Roundup of Developers in NYC

Anooj Kansara Sep 25, 2012

Tishman Speyer Properties LP

Counting the iconic Chrysler Building and Rockefeller Center amongst its assets, Tishman Speyer is a major real estate player in the city. In 2006, Tishman Speyer partnered with BlackRock Realty in the largest real estate deal in U.S. history: the $5.4 billion purchase of Stuyvesant Town and Peter Cooper Village. Their valuation of this property was based on the heady assumption that the income from it would triple in five years. The result: Tishman Speyer defaulted last year on $4.4 billion of debt from the deal. Tenants, moreover, have been cleared by the state’s high court to pursue up to $215 million in damages and rent rebates from Tishman Speyer for illegally collecting raised rents despite receiving tax breaks as part of a program designed to promote renovations in exchange for keeping rents affordable. This program cost the city an estimated $257 million last year in forgone property taxes.


Forest City Ratner Corporation

Forest City Ratner is the developer responsible for the Atlantic Yards project in Downtown Brooklyn that, in addition to the Barclay Center, will include 247,000 sq ft for retail use and 336,000 sq ft of office space. It has proven to be one of the most controversial projects in recent memory. In July, a hearing was held to discuss whether Forest City Ratner should receive nearly $92 million in tax-exempt bonds for the project, yet the city made only the bare minimum effort in publicizing the hearing. It was only attended by a few dozen people, and would-be voices were drowned out.


Related Companies

Holding $15 billion worth of assets, this developer counts the 10-year, $15 billion Hudson Yards project in the far West Side as its capstone project.
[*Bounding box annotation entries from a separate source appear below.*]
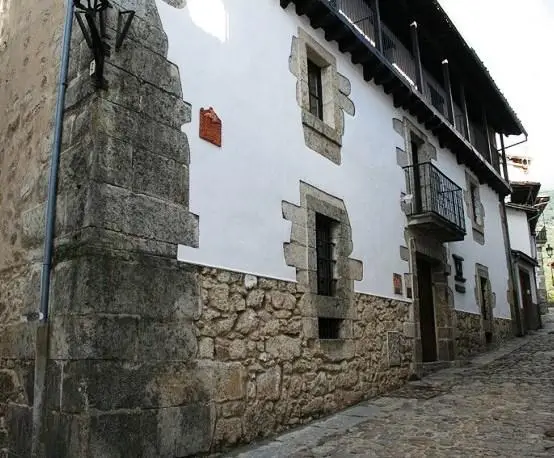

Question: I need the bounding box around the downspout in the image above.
[39,0,73,323]
[31,0,74,457]
[500,135,524,337]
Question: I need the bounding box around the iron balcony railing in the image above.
[327,0,500,170]
[404,162,466,233]
[536,226,548,245]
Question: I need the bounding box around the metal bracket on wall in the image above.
[115,11,135,51]
[73,0,112,88]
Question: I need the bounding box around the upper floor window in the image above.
[452,254,466,283]
[315,213,337,296]
[469,183,480,224]
[308,59,323,121]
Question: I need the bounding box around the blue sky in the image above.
[439,0,554,189]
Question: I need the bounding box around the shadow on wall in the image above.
[158,0,229,43]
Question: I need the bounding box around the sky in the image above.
[439,0,554,190]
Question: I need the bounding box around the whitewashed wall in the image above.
[518,264,538,304]
[157,0,507,313]
[506,208,533,257]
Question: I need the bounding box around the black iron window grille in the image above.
[308,59,323,121]
[452,254,466,283]
[469,184,481,224]
[317,318,342,340]
[404,162,466,233]
[315,213,337,296]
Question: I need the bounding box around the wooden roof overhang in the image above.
[280,0,511,196]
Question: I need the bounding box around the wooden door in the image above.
[417,256,437,362]
[519,269,539,331]
[479,276,493,344]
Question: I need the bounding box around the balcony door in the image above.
[416,255,437,363]
[411,135,422,214]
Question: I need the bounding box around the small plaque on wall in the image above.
[392,274,403,295]
[404,274,414,299]
[200,107,222,146]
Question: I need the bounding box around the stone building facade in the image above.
[0,0,519,457]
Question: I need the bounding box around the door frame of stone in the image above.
[406,234,456,375]
[475,263,495,346]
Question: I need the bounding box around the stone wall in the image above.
[456,310,514,359]
[494,318,514,345]
[0,0,64,456]
[456,310,485,359]
[197,268,412,449]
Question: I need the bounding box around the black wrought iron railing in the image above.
[327,0,499,170]
[536,226,548,245]
[404,162,466,233]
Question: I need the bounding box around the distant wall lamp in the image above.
[73,0,135,88]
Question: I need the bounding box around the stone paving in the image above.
[223,315,554,458]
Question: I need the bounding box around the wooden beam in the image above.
[500,134,510,183]
[483,107,492,164]
[460,84,471,143]
[410,21,423,94]
[373,0,383,53]
[442,59,456,126]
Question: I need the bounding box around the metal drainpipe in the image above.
[39,0,73,323]
[500,135,524,336]
[31,0,73,458]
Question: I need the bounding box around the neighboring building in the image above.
[0,0,532,457]
[506,181,549,330]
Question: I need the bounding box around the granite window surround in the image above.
[282,182,363,348]
[289,28,355,165]
[464,170,485,245]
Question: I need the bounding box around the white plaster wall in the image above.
[158,0,408,297]
[157,0,509,316]
[404,131,511,318]
[518,263,538,304]
[506,208,533,256]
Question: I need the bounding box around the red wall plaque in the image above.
[392,274,403,294]
[200,107,221,146]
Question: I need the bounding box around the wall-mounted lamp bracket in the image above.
[115,11,135,51]
[73,0,112,88]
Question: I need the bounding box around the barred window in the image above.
[317,318,342,340]
[308,59,323,121]
[315,213,338,296]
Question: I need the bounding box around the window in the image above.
[452,254,466,283]
[470,184,480,224]
[315,213,337,296]
[308,59,323,121]
[317,318,342,340]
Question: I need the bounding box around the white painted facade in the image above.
[506,207,535,257]
[157,0,510,318]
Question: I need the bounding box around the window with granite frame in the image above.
[283,182,363,350]
[289,28,354,165]
[464,170,485,245]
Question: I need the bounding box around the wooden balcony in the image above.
[280,0,517,195]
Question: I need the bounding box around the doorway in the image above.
[416,255,437,363]
[479,275,493,345]
[519,269,539,331]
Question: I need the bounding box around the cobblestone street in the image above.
[226,314,554,458]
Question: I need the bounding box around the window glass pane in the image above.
[316,214,336,296]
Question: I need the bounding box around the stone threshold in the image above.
[217,326,544,458]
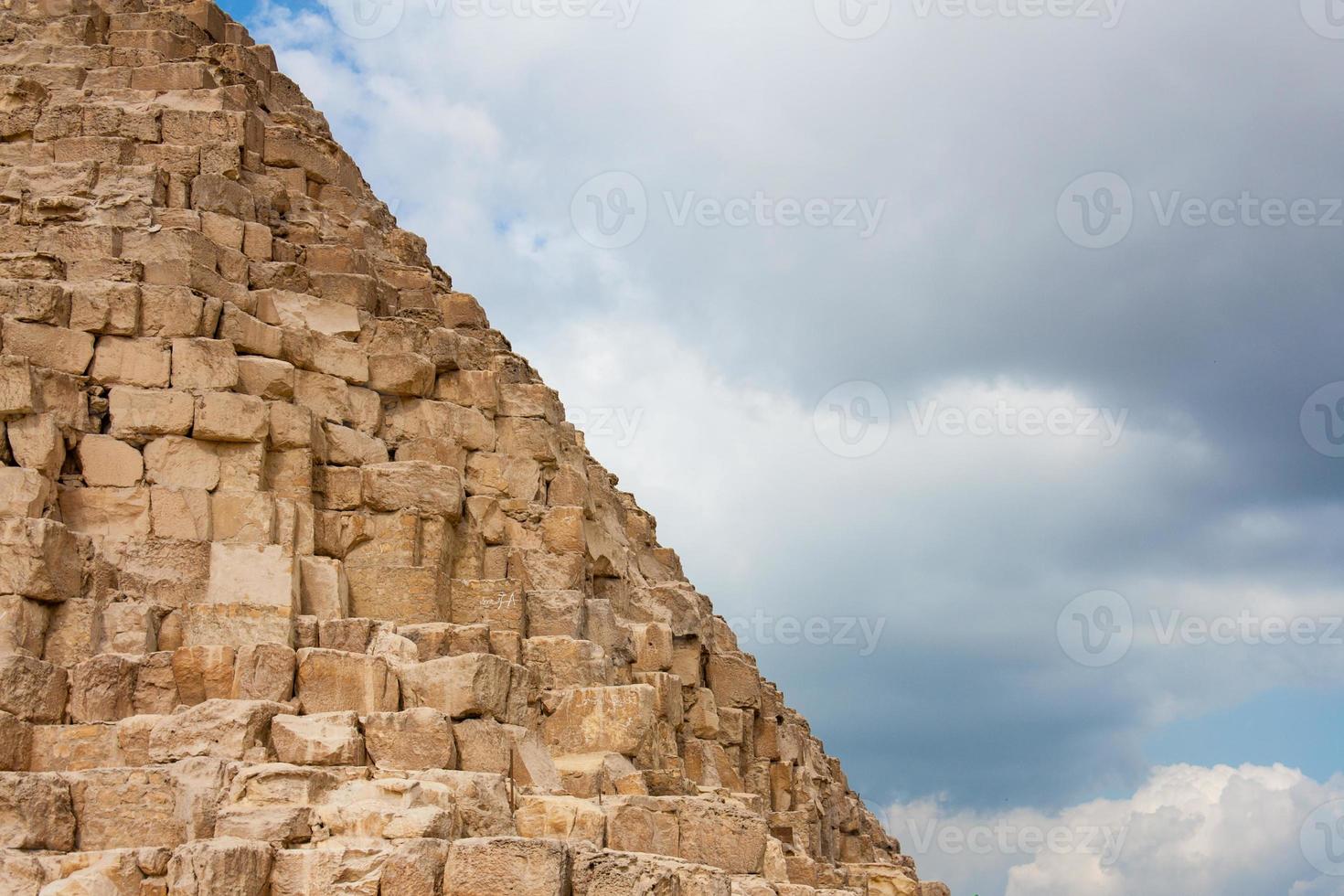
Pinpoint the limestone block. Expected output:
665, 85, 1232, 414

Public subsidy watchdog group Good Jobs New York testified before the New York Industrial Development Agency in July to argue against a proposal to give further subsidies to the tune of $100 million to Related Companies for yet another commercial tower when the Bloomberg administration has already made extensive efforts to make the area ripe for development through re-zoning, massive infrastructure investment and various tax breaks. The city may now be responsible for an additional $500 million by the end of 2015 just to service the interest on the $3 billion in bonds given to the Hudson Yards project. At the end of August, Related extracted an agreement for labor-cost-cutting measures from the city’s construction unions after months of tense negotiations. Related Cos. reportedly threatened to use nonunion labor for the project if it did not get the labor cost-savings it wanted.